While some of its themes became even more pertinent in the years after its release, Mering would touch upon them again in the album’s quasi-sequel, And in the Darkness, Hearts Aglow, released in 2022. Titanic Rising serves almost as a warning sign for things to come, both in her artistic endeavours and the rapidly spiralling global catastrophes we’re increasingly finding ourselves in. While the 2020s would begin with us becoming more isolated and having in our quest for solace, Mering was already channelling this feeling.
For the cover of Titanic Rising, Mering wanted to create an album that evoked being underwater to simulate the feeling of listless floating that is felt in the musical aspects of the album, and of drowning under the immense pressure of being part of modern society. In addition to this, the idea that she wanted to depict herself in a safe sanctuary where she supposedly felt protected from these external pressures is also a major theme that she wished to explore.
She combined these two themes by creating a set that vaguely represented her teenage bedroom and then submerging it in a swimming pool. Mering would then dive below the surface and pose for however many shots she could hold her breath for at a time, and the resulting scene of her sinking to the floor of her aquatic bedroom is what adorns the cover of her album.
In an interview with Stereogum, Mering expanded on these ideas of how the bedroom was an “altar” within Western society. “The bedroom is an archetype,” she told the publication. “To me, it stands for a lot of the silliness of our modern culture, where the kind of things that we worship in our sacred spaces are based on media and movies, because we don’t really have much else in the way of myths, if that makes sense.”

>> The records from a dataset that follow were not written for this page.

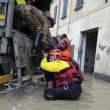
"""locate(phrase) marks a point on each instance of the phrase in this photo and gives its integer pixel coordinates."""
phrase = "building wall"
(94, 14)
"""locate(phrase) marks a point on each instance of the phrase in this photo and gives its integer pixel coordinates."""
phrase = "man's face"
(62, 44)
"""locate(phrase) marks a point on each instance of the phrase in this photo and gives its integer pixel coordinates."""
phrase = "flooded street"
(95, 96)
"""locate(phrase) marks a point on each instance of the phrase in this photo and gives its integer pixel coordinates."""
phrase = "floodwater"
(95, 96)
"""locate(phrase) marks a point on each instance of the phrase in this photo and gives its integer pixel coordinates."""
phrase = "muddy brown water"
(95, 96)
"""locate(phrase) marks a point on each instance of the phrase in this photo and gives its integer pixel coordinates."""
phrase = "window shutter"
(65, 4)
(55, 13)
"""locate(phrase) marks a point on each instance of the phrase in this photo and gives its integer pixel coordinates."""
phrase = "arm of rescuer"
(54, 66)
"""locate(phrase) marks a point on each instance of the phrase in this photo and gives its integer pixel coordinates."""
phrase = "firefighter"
(66, 77)
(36, 21)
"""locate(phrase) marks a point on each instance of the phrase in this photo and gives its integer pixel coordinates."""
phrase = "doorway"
(89, 42)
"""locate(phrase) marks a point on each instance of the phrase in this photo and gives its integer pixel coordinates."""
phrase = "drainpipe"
(58, 17)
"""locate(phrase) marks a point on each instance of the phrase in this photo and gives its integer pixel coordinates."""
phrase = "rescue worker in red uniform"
(67, 79)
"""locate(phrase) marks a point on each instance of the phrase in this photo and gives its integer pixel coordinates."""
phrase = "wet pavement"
(95, 96)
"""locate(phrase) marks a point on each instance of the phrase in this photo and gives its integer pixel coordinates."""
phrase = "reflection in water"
(95, 95)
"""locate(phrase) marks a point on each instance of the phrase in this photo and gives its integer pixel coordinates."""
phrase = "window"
(65, 4)
(55, 13)
(79, 4)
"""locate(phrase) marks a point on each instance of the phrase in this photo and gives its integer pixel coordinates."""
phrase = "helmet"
(67, 42)
(66, 53)
(55, 52)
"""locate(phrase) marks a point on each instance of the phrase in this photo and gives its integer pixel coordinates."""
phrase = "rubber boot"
(36, 45)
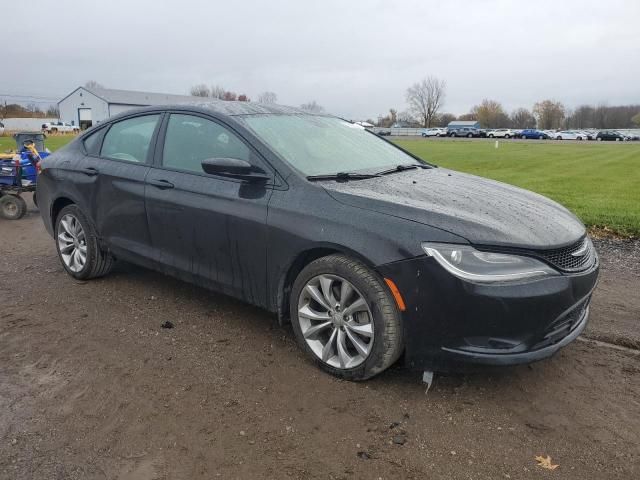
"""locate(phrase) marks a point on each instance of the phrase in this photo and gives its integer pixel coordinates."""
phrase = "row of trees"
(14, 110)
(268, 97)
(426, 98)
(216, 91)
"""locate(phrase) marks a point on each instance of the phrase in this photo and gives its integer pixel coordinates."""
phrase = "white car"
(59, 127)
(434, 132)
(582, 135)
(565, 135)
(501, 133)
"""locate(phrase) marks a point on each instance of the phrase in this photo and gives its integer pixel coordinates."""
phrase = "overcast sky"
(356, 58)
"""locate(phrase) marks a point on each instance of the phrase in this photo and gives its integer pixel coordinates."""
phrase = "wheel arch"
(57, 205)
(297, 264)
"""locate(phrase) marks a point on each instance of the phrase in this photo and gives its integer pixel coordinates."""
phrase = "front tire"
(12, 207)
(78, 247)
(345, 318)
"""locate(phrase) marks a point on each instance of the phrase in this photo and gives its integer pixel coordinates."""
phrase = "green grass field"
(52, 142)
(599, 182)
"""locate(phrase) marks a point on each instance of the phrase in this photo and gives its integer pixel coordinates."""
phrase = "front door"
(208, 229)
(111, 178)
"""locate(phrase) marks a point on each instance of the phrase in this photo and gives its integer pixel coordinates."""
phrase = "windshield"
(317, 145)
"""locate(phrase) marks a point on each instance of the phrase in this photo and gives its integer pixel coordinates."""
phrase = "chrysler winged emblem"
(582, 251)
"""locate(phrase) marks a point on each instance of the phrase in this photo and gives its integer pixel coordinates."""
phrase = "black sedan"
(371, 253)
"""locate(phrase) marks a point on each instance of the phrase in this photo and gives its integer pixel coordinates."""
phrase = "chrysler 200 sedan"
(371, 253)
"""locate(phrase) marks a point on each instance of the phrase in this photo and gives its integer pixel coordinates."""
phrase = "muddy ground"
(92, 387)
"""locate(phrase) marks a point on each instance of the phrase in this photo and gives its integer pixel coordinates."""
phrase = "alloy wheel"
(335, 321)
(72, 243)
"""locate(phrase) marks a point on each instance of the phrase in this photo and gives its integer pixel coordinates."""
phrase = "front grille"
(574, 258)
(564, 325)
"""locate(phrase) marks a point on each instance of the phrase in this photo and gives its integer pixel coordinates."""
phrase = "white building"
(89, 106)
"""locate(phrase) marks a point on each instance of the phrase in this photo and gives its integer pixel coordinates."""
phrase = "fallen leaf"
(545, 462)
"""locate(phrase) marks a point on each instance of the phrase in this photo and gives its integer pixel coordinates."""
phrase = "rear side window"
(130, 139)
(191, 139)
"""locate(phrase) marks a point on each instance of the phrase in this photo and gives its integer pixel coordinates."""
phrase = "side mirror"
(234, 168)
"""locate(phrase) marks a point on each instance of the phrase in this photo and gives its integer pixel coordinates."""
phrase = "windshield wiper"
(343, 176)
(401, 168)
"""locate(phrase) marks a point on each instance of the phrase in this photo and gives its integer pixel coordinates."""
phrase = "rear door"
(111, 178)
(208, 229)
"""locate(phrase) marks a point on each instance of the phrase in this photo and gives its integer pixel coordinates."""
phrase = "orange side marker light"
(396, 294)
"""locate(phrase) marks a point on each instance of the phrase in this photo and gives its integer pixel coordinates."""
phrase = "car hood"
(483, 211)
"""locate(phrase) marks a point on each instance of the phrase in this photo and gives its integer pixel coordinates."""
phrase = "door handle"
(161, 184)
(92, 172)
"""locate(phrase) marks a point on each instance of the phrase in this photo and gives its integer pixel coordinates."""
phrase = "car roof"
(227, 108)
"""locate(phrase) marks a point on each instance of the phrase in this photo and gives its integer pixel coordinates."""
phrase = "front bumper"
(449, 322)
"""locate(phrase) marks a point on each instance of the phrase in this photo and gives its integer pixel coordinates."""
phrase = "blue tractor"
(19, 173)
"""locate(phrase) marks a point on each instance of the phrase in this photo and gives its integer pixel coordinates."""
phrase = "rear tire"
(12, 207)
(74, 232)
(378, 314)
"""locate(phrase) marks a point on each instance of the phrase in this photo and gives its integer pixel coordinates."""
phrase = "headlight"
(466, 262)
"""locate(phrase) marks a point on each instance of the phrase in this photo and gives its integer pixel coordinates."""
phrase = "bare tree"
(93, 84)
(312, 107)
(425, 99)
(230, 96)
(217, 92)
(490, 114)
(523, 118)
(200, 90)
(387, 120)
(443, 119)
(549, 114)
(267, 97)
(53, 112)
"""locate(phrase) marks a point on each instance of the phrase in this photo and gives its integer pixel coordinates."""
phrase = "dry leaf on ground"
(545, 462)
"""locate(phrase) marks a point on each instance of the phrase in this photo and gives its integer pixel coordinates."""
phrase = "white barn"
(90, 106)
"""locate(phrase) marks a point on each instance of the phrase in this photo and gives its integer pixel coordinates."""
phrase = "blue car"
(532, 133)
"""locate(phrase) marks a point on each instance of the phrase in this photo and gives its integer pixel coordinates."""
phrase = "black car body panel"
(484, 212)
(249, 239)
(454, 321)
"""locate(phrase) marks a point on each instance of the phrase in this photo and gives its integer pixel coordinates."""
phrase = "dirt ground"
(92, 387)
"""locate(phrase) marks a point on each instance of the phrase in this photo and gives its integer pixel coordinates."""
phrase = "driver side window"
(191, 139)
(130, 139)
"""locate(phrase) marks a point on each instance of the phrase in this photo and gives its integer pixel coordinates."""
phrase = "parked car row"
(529, 133)
(59, 127)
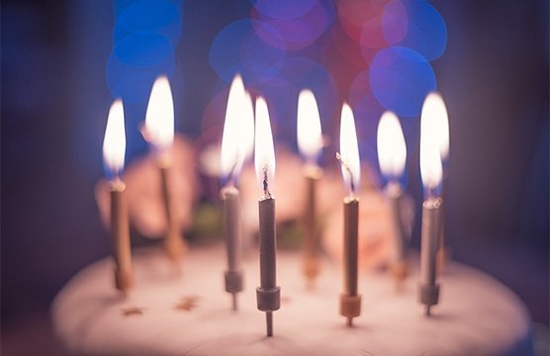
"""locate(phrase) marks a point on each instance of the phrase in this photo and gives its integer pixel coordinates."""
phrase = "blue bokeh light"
(143, 49)
(400, 79)
(160, 16)
(304, 30)
(283, 9)
(133, 83)
(238, 49)
(426, 31)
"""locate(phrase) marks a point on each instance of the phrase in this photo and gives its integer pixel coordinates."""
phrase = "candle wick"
(231, 175)
(267, 194)
(346, 167)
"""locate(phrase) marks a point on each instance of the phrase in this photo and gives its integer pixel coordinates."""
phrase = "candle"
(310, 143)
(159, 131)
(392, 154)
(435, 111)
(268, 294)
(114, 147)
(431, 172)
(237, 142)
(350, 300)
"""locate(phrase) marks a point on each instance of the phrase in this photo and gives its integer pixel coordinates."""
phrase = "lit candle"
(268, 294)
(310, 143)
(392, 154)
(431, 172)
(114, 147)
(435, 111)
(350, 300)
(237, 140)
(159, 131)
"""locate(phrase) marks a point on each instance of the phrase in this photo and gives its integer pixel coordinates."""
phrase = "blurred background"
(63, 62)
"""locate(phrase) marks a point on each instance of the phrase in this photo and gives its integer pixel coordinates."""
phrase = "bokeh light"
(158, 16)
(426, 30)
(299, 31)
(400, 79)
(238, 48)
(283, 9)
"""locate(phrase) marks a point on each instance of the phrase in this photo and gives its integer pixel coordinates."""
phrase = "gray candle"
(392, 154)
(268, 293)
(431, 218)
(237, 142)
(431, 171)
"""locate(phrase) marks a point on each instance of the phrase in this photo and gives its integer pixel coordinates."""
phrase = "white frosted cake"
(190, 314)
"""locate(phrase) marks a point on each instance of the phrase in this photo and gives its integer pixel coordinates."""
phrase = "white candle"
(268, 294)
(238, 137)
(435, 112)
(350, 300)
(310, 143)
(114, 147)
(431, 172)
(159, 131)
(392, 154)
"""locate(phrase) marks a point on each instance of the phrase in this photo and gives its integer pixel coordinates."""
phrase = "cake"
(167, 313)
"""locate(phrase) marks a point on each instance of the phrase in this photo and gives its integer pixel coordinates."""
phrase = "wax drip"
(231, 175)
(267, 194)
(346, 167)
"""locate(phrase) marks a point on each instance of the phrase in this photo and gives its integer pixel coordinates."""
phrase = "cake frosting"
(167, 313)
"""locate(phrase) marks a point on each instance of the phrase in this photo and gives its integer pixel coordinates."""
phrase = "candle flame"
(349, 150)
(114, 143)
(310, 139)
(264, 152)
(238, 130)
(159, 118)
(434, 113)
(392, 150)
(431, 168)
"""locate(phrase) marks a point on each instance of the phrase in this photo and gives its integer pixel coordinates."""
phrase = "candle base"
(268, 301)
(233, 284)
(350, 307)
(429, 296)
(124, 280)
(444, 255)
(399, 271)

While she also touched on how the water was representative of the subconscious and her sinking deeper into it, surrounding herself with the things that provide her with joy in this terrifying world (represented by the posters on the walls of the room), it is also a perfect representation of the surreal state that many of us found ourselves in and having to reflect upon after a dread-filled decade. Mering has hinted that she will conclude a trilogy that began with Titanic Rising with her next release, and while things have arguably gotten worse in the years since the first chapter’s release, perhaps she’ll be able to offer some hope; perhaps with her reaching a summit on the cover.